Dicts: check maxSymbolValue < 255 failed, returning ERROR(dictionary_corrupted) #3724

klauspost · 2023-08-16T14:54:51Z

Describe the bug

I am building a custom dictionary builder.

When testing it on my current output:
dictionary.bin.gz

To Reproduce

Gunzip above. Place file at github_users_sample_set\user.0E6FBohGzg.json

Execute:

λ zstd -D dictionary.bin github_users_sample_set\user.0E6FBohGzg.json
zstd: error 11 : Allocation error : not enough memory

I have an older debug compiled zstd:

compress\zstd_compress.c: ZSTD_compress_insertDictionary (dictSize=4272)
compress\zstd_compress.c:4337: ERROR!: check maxSymbolValue < 255 failed, returning ERROR(dictionary_corrupted):
compress\zstd_compress.c:4435: ERROR!: forwarding error in eSize: Dictionary is corrupted: ZSTD_loadCEntropy failed
compress\zstd_compress.c:4835: ERROR!: forwarding error in dictID: Dictionary is corrupted: ZSTD_compress_insertDictionary failed
compress\zstd_cwksp.h: cwksp: freeing workspace
compress\zstd_compress.c:1123: ERROR!: check !dl->cdict failed, returning ERROR(memory_allocation): ZSTD_createCDict_advanced failed

So it seems like there is a restriction on the huffman tables - where maxSymbolValue must be 255 the provided table.

What is the reason for that. I would kind of expect it to be more efficient, if all symbols can't be represented? Could you explain a bit to me why this (undocumented?) limitation exists?

Expected behavior

I would kinda expect it to work?

The text was updated successfully, but these errors were encountered:

Cyan4973 · 2023-08-16T15:29:38Z

This is a very old implementation limitation.

When maxSymbolValue < 255, that means that not every symbol (byte value) is present in the statistics.
Consequently, if a missing symbol ends up being present in the input, and then in the literals section, it will not be possible to represent it.

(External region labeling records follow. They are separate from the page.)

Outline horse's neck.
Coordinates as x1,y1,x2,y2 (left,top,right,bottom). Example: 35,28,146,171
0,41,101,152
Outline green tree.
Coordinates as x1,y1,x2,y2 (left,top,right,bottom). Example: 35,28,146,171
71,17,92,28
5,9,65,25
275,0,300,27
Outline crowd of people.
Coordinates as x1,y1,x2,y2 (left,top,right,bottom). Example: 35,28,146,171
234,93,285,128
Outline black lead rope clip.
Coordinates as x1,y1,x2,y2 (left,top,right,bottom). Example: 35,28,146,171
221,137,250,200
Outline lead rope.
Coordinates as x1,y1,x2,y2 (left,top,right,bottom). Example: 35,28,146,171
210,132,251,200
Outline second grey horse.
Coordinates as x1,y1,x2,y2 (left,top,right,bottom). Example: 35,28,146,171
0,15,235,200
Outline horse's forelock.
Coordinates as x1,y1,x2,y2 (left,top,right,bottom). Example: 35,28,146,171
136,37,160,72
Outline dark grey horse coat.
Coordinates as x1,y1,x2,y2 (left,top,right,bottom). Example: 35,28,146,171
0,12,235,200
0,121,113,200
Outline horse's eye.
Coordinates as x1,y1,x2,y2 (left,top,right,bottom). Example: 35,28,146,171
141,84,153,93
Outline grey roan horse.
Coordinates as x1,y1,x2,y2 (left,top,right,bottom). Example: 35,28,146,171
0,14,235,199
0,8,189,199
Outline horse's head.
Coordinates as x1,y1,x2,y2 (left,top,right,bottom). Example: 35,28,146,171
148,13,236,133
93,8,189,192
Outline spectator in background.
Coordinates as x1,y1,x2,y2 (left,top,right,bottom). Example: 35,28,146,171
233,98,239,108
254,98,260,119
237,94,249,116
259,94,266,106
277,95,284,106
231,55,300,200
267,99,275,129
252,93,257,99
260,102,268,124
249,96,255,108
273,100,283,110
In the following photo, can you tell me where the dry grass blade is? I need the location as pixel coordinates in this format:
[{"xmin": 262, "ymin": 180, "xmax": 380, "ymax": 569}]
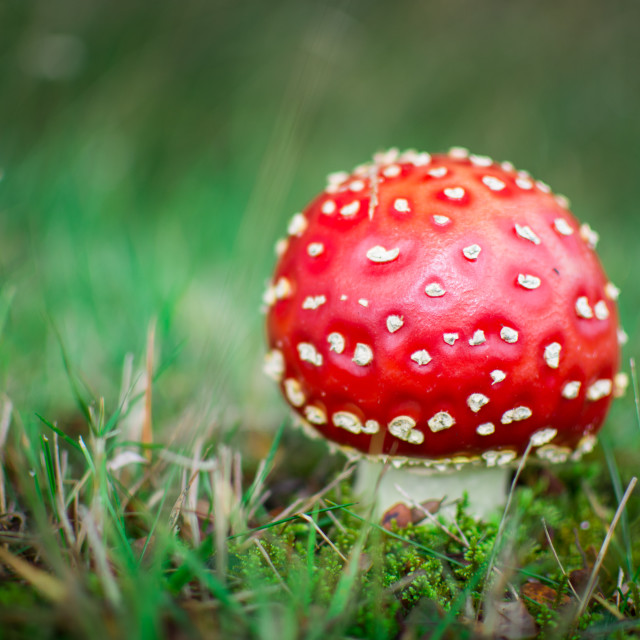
[
  {"xmin": 542, "ymin": 518, "xmax": 580, "ymax": 600},
  {"xmin": 253, "ymin": 538, "xmax": 292, "ymax": 595},
  {"xmin": 300, "ymin": 513, "xmax": 347, "ymax": 562},
  {"xmin": 0, "ymin": 547, "xmax": 69, "ymax": 603},
  {"xmin": 141, "ymin": 320, "xmax": 156, "ymax": 460},
  {"xmin": 574, "ymin": 476, "xmax": 638, "ymax": 624},
  {"xmin": 395, "ymin": 484, "xmax": 469, "ymax": 548},
  {"xmin": 629, "ymin": 358, "xmax": 640, "ymax": 429}
]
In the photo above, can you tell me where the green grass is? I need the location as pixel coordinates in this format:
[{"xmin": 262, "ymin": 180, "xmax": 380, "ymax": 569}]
[
  {"xmin": 0, "ymin": 0, "xmax": 640, "ymax": 639},
  {"xmin": 0, "ymin": 382, "xmax": 640, "ymax": 638}
]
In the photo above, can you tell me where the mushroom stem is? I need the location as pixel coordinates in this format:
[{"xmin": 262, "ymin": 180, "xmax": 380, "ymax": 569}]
[{"xmin": 355, "ymin": 460, "xmax": 511, "ymax": 518}]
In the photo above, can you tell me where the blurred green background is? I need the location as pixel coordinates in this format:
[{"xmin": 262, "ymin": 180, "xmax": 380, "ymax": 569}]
[{"xmin": 0, "ymin": 0, "xmax": 640, "ymax": 442}]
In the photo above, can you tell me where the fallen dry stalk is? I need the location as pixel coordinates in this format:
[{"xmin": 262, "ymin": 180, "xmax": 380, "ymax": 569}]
[{"xmin": 574, "ymin": 476, "xmax": 638, "ymax": 623}]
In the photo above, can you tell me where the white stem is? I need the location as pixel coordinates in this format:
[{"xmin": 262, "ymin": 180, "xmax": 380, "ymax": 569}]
[{"xmin": 355, "ymin": 460, "xmax": 510, "ymax": 518}]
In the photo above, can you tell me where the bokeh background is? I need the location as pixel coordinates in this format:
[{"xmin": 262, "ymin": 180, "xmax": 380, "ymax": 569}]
[{"xmin": 0, "ymin": 0, "xmax": 640, "ymax": 447}]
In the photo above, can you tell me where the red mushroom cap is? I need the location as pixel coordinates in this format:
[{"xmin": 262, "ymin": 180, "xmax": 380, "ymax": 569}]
[{"xmin": 265, "ymin": 149, "xmax": 619, "ymax": 465}]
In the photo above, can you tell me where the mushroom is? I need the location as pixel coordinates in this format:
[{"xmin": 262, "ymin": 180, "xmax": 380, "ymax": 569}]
[{"xmin": 264, "ymin": 148, "xmax": 623, "ymax": 513}]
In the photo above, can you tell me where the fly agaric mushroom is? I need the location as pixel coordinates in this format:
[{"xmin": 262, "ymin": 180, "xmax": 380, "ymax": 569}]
[{"xmin": 264, "ymin": 148, "xmax": 624, "ymax": 511}]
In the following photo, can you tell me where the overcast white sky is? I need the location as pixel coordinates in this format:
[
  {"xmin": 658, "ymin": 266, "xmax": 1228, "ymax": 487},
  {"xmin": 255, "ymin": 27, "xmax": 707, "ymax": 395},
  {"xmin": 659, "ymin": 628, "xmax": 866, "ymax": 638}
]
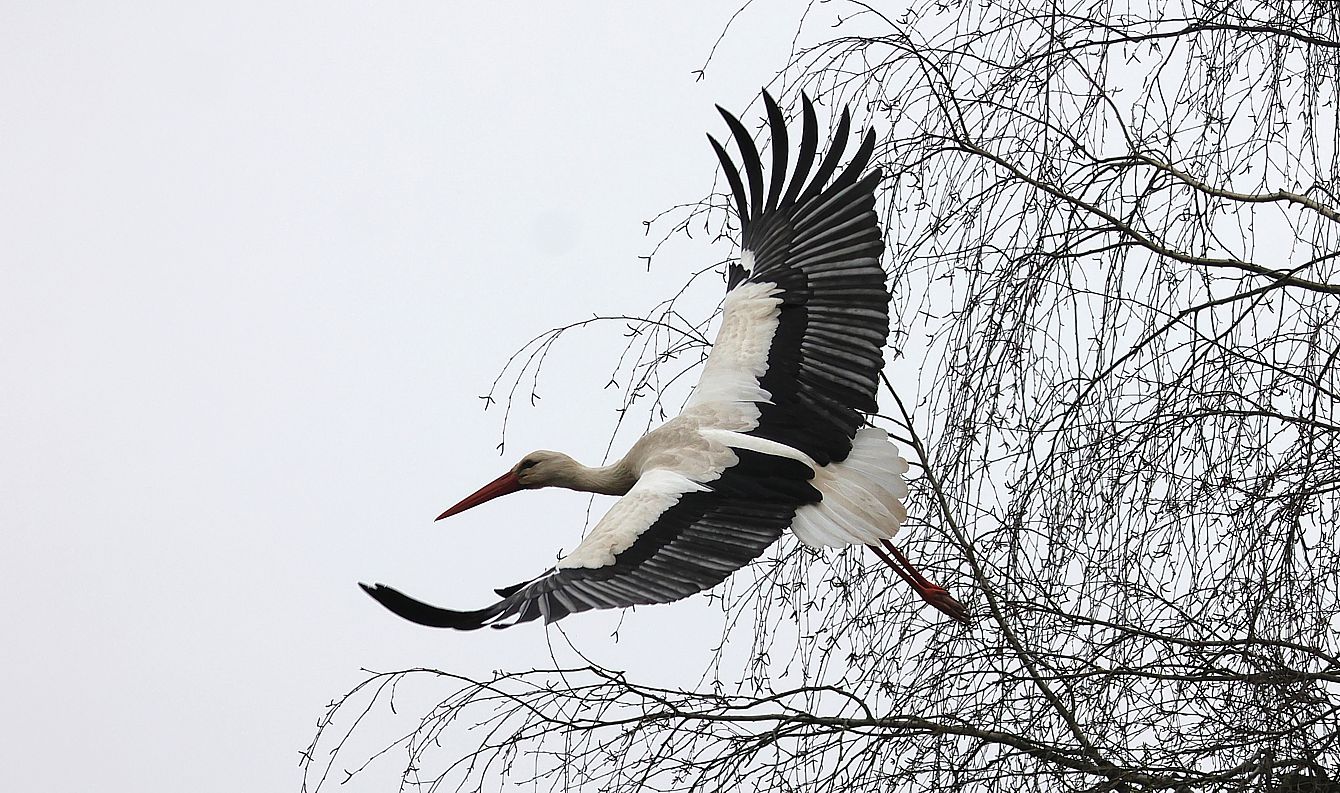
[{"xmin": 0, "ymin": 0, "xmax": 829, "ymax": 792}]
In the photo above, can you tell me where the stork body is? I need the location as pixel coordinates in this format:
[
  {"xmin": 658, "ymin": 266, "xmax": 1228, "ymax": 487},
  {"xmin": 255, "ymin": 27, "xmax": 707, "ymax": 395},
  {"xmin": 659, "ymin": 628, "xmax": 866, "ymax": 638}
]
[{"xmin": 363, "ymin": 94, "xmax": 966, "ymax": 630}]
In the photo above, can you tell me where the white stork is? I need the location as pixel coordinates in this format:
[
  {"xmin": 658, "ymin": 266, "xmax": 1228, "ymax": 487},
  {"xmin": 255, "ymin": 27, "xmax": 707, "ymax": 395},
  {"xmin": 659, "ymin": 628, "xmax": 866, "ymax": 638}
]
[{"xmin": 359, "ymin": 94, "xmax": 967, "ymax": 630}]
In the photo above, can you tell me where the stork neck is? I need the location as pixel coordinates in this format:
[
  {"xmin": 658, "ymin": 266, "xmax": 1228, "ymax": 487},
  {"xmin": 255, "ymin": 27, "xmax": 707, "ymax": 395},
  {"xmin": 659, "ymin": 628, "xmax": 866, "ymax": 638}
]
[{"xmin": 572, "ymin": 459, "xmax": 638, "ymax": 496}]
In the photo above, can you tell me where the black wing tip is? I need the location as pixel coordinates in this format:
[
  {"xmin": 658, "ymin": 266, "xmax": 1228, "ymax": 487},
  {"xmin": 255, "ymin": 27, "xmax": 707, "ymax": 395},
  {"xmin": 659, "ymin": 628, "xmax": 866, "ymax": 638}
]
[{"xmin": 358, "ymin": 581, "xmax": 504, "ymax": 631}]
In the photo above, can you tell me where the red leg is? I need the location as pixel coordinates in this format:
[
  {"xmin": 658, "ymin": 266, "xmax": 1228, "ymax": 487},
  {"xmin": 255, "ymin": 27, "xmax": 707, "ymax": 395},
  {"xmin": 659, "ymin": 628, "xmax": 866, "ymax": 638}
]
[{"xmin": 868, "ymin": 540, "xmax": 972, "ymax": 626}]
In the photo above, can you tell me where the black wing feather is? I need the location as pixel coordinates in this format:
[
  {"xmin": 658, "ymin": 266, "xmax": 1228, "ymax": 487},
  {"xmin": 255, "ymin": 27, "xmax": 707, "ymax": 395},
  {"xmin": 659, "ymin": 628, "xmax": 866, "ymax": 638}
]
[
  {"xmin": 717, "ymin": 95, "xmax": 888, "ymax": 465},
  {"xmin": 359, "ymin": 449, "xmax": 820, "ymax": 631}
]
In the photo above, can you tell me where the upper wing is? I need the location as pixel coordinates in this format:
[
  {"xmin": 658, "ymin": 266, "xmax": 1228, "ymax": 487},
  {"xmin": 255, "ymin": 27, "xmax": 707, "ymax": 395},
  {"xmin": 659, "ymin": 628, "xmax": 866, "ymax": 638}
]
[
  {"xmin": 360, "ymin": 449, "xmax": 817, "ymax": 631},
  {"xmin": 690, "ymin": 94, "xmax": 890, "ymax": 465}
]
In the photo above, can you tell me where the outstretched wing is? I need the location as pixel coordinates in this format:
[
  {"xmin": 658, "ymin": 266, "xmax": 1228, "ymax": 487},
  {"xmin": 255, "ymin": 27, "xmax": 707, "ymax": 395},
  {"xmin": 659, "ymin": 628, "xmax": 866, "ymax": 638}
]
[
  {"xmin": 690, "ymin": 92, "xmax": 890, "ymax": 465},
  {"xmin": 359, "ymin": 449, "xmax": 817, "ymax": 631}
]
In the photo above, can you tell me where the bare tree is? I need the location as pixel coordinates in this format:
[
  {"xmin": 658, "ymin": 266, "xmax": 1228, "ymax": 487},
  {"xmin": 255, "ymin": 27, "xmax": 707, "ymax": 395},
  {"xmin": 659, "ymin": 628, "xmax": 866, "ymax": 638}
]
[{"xmin": 304, "ymin": 0, "xmax": 1340, "ymax": 790}]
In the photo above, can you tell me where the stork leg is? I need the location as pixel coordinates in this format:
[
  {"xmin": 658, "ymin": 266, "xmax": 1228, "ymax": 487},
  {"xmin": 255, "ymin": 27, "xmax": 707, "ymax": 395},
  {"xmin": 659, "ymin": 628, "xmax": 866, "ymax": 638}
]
[{"xmin": 870, "ymin": 540, "xmax": 972, "ymax": 626}]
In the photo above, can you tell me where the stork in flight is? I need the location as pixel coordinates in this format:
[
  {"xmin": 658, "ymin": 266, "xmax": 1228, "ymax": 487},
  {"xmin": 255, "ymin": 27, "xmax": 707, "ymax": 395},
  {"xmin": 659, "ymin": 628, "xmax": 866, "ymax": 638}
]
[{"xmin": 359, "ymin": 92, "xmax": 967, "ymax": 631}]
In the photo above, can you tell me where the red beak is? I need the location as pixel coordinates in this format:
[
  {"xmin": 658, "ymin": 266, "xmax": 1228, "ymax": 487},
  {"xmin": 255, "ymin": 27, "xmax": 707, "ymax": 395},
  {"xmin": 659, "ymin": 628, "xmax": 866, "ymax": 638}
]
[{"xmin": 436, "ymin": 472, "xmax": 521, "ymax": 520}]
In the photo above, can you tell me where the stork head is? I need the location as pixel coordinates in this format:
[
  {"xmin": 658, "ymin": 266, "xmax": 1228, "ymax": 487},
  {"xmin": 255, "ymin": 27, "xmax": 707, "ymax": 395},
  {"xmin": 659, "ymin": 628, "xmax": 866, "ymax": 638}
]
[{"xmin": 437, "ymin": 450, "xmax": 578, "ymax": 520}]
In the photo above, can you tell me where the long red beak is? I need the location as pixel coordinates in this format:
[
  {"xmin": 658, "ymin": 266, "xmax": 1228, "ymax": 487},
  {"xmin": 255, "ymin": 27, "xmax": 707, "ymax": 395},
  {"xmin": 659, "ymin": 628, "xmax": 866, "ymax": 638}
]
[{"xmin": 436, "ymin": 472, "xmax": 521, "ymax": 520}]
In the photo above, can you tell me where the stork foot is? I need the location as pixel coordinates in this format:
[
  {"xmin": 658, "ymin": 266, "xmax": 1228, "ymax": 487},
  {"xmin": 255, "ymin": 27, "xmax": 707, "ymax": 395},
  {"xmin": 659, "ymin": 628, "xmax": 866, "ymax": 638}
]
[
  {"xmin": 868, "ymin": 540, "xmax": 973, "ymax": 626},
  {"xmin": 917, "ymin": 584, "xmax": 973, "ymax": 626}
]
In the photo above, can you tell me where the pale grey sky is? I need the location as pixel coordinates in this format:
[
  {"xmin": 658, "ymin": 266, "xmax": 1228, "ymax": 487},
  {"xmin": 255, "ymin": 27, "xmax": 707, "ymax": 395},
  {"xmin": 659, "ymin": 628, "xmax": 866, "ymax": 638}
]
[{"xmin": 0, "ymin": 0, "xmax": 801, "ymax": 792}]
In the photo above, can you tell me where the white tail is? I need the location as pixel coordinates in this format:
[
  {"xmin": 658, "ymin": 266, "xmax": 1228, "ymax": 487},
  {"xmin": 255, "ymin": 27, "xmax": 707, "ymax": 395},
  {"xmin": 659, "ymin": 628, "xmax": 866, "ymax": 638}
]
[{"xmin": 791, "ymin": 427, "xmax": 907, "ymax": 548}]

This can happen if data to compress is different from training set.
If encoding was proceeding blindly, this would lead to corruption errors.

Initially, this choice was selected for speed consideration : we want to proceed blindly, i.e. trust the table provided by the dictionary, so we must be sure it's going to be able to represent any data thrown at it. This results in major speed benefits.

Nowadays, we could use some stronger analysis, deciding to employ dictionary statistics selectively depending on their fit with local statistics. Such analysis would be able to detect that a dictionary statistic is incomplete and unable to represent a symbol to compress, and replace them with locally generated statistics. This is something we already do for inter-block correlation when streaming at higher compression levels.

However, for fastest levels, there is still a problem regarding time spent during analysis.
Hence, to remain compatible with speed objectives, we would be more likely to just always trust, or always distrust.

Generating new statistics embedded in the frame is of course detrimental to compression ratio and speed, on both the compression and decompression sides. And since we mostly use dictionary compression for high speed applications, this is a situation we want to avoid.
Hence, the reference dictionary builder always generate "complete" statistics.
(note: the same problem happens with statistics for other symbols, such as match length, literal length and offset).

Consequently, our reference decoder has only met this scenario, so we have not so far needed to deal with Zstandard dictionaries containing incomplete statistics (and the need to mitigate the side effects).

You are right that incomplete statistics would likely compress better, since we would not waste some probability space for events that will never happen.
But the loss is also generally not that big, so this is just a (small) compression ratio optimization.
On the other hand, the processing requirement for the encoder to deal safely with incomplete statistics is unavoidable, and actually substantial for high speed applications.
The only use case I could imagine it to make sense is in combination with high compression ratio modes, which are already very slow, and therefore for which such additional processing stage would probably be insensible.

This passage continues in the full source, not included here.